According to the dictionary, an atheist is “one who denies the existence of a deity.” Despite the fact that Calladus claims to be to be such a person, he also confesses he doesn’t know what brought the universe into existence.
But if he does not know that, he must also concede it is at least possible the universe was brought forth by a transcendent cause.
What this means is that Calladus does not know – and cannot know – for sure whether or not God exists.
Seriously!! … is he actually being that crazy? Apparently yes, if you read it all, it is more of the same.
Sure, there are lots of things we do not know (yet), but that can never be a basis for claiming “Ah ha, God did it, therefore god exists”. There are a few key observations here.
First, this “God did it” strategy was deployed by our ancestors to explain lots of stuff such as seasons, and the weather. All were at one time attributed to gods. People did not understand such things then, but today we do and … gasp! … no supernatural entities are required to explain any of it.
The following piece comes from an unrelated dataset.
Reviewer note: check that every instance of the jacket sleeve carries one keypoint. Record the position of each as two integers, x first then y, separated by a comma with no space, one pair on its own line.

The track record of the “God did it” hypothesis has to date been successful exactly zero times.
He also makes an astonishing leap from “Unknown” to “My specific god did it”. I can deploy the exact same logic and assert completely different answers … here are a couple that pop into my head …
- Multi-dimensional aliens did it
- Time travelers did it
- Invisible magic pink unicorns did it
- The Faeries did it
Pick any answer you like, they are all equally as credible as his claim. In fact, you can exclude My Kohlmayer’s god and pick any one of the tens of thousands of other gods believed in at one point or another if you like. It is simply not a good answer and explains nothing at all. Any answer for anything that can be varied like this is completely useless and utterly meaningless. It tells us nothing, it explains nothing.
He also goes on to play the “possibility” card. He writes …
Atheism’s shaky foundations can be in most cases easily exposed with a few pointed questions. After the pretension to objectivity falls away, what remains is mere personal opinion.
Wishing that God did not exist is everyone’s prerogative. But one would hope for more intellectual consistency from those who claim a worldview informed by reason.
“We don’t know a millionth of one percent about anything,” said Thomas Edison. This may be an exaggeration, but by any objective measure we know very little about the universe and the world in which we live.
The question everyone must ask is this: Is it possible that God resides somewhere in that vast abyss of the unknown?
If we wish to be honest, we can remain agnostics at best.
Is he really unfamiliar with the concept of “Burden of proof“? If you take what he is saying at face value, then that is the conclusion. OK, lets play this game and see where it takes us. Here is the “possibility” card in action. Somewhere in our vast universe …
- leprechauns really do exist
- magic is real
- Santa Claus is real
- the tooth fairy is real
- <insert your favorite fantasy here>
This is no basis for establishing reality, but is instead a license to embrace fantasy as reality. He claims that denying god is an opinion, yet completely fails to grasp that there is exactly zero evidence for such a reality. If he wishes to be truly honest, then until there is some actual evidence, the only logical conclusion is “no god”.
A few further thoughts
It might be tempting to dismiss Mr Kohlmayer as a kook and an ignorant idiot, but that would not be factually correct. He has earned degrees in philosophy and literature, and has written for a number of newspapers, magazines and internet journals on subjects ranging from Russian politics to the gold standard … so why does a smart chap like this fall head-first into such a logical dead-end quagmire?
One important point to always appreciate is that smart people can and do believe some crazy stuff. When we do so, we tend to come up with very smart ways of rationalizing such things. Humans, all humans, tend to be susceptible to such beliefs for good evolutionary reasons, examples abound … gods, ghosts, lake monsters, aliens, etc…
The counter arguments I presented above are well-known and I’m sure that Mr Kohlmayer (as either a philosophy student or even just via the comments to his various articles) must at some point have been presented with them, yet he has dismissed them all. The phrase that best describes this is cognitive dissonance. Time after time we see this in all belief systems. When presented with evidence that conflicts with the belief we tend to rationalize away the conflict.
If interested in learning more about this, then a good place to start with is the book When Prophecy Fails by Leon Festinger and others. They describe how they infiltrated a group that was expecting the imminent end of the world on a certain date. When that prediction failed, the movement did not disintegrate, but grew instead. By sharing cult beliefs with others, they gained acceptance and thus reduced their own dissonanc.
Yep, Mr Kohlmayer’s claims are silly and illogical, and while we can be critical and dismiss such nonsense with ease, we can also be sympathetic to the man himself and encourage him to keep thinking and hopefully free himself from such irrational beliefs.